As a result, the oxygen partial pressure in the cathode compartment of the fuel cells of the fuel cell stack is homogenized.

According to one aspect, it is proposed that during the alternating opening and closing of the electrical connection, a current that flows via the electrical connection, from the closed state to the open state and / or from the open state to the closed state, is limited to at least one current value, the at least one current value lies between a short-circuit current value in the closed state and an insulation current value in the open state of the electrical connection.
This limitation of the current value can also be extended to other current values in order to ensure that no arcing occurs when switching over. This limitation to different current values can be achieved by different resistances when opening or closing the electrical connection, in that the electrical connection itself is set up in such a way that different resistances are successively passed through when opening or closing the electrical connection.
To prevent arcing when opening or closing the electrical connection, for example, the multiple switch can be designed and interact with the contact surfaces in such a way that, in individual switch positions of the multiple switch, the electrical connection has successive resistances in the range of one milliohm, one ohm, one kOhm and one MOhm having.

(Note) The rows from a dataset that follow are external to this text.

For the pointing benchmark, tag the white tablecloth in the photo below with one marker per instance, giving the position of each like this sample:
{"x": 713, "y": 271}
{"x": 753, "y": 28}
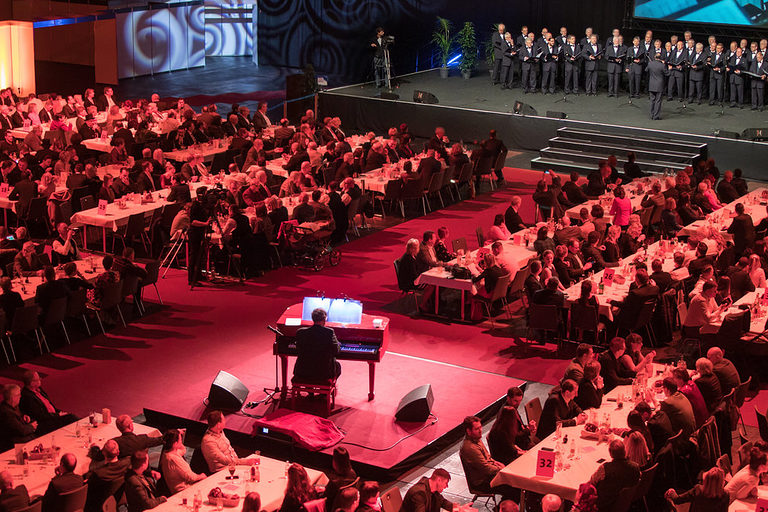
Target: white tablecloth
{"x": 39, "y": 473}
{"x": 271, "y": 487}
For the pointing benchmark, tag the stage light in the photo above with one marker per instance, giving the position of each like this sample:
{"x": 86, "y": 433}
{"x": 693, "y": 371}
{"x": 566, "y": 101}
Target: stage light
{"x": 17, "y": 57}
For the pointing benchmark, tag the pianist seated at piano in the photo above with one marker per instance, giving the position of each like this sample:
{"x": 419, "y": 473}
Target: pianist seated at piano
{"x": 316, "y": 348}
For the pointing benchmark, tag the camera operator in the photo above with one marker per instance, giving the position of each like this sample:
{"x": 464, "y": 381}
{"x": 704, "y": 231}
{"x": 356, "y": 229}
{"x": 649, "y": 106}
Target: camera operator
{"x": 379, "y": 44}
{"x": 199, "y": 221}
{"x": 64, "y": 246}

According to one aspect, it is proposed that the respective anode electrode and the respective cathode electrode at least of the part of the plurality of fuel cells of the fuel cell stack are optionally electrically connected by means of a multiple switch.

According to one aspect, it is proposed that the multiple switch has a first and at least one second switch position and is set up to electrically connect the respective anode electrode and the respective cathode electrode to at least part of the plurality of fuel cells of the fuel cell stack in the first switch position to connect and to electrically isolate the respective anode electrode and the respective cathode electrode of the part of the plurality of fuel cells of the fuel cell stack from one another in the second switching position.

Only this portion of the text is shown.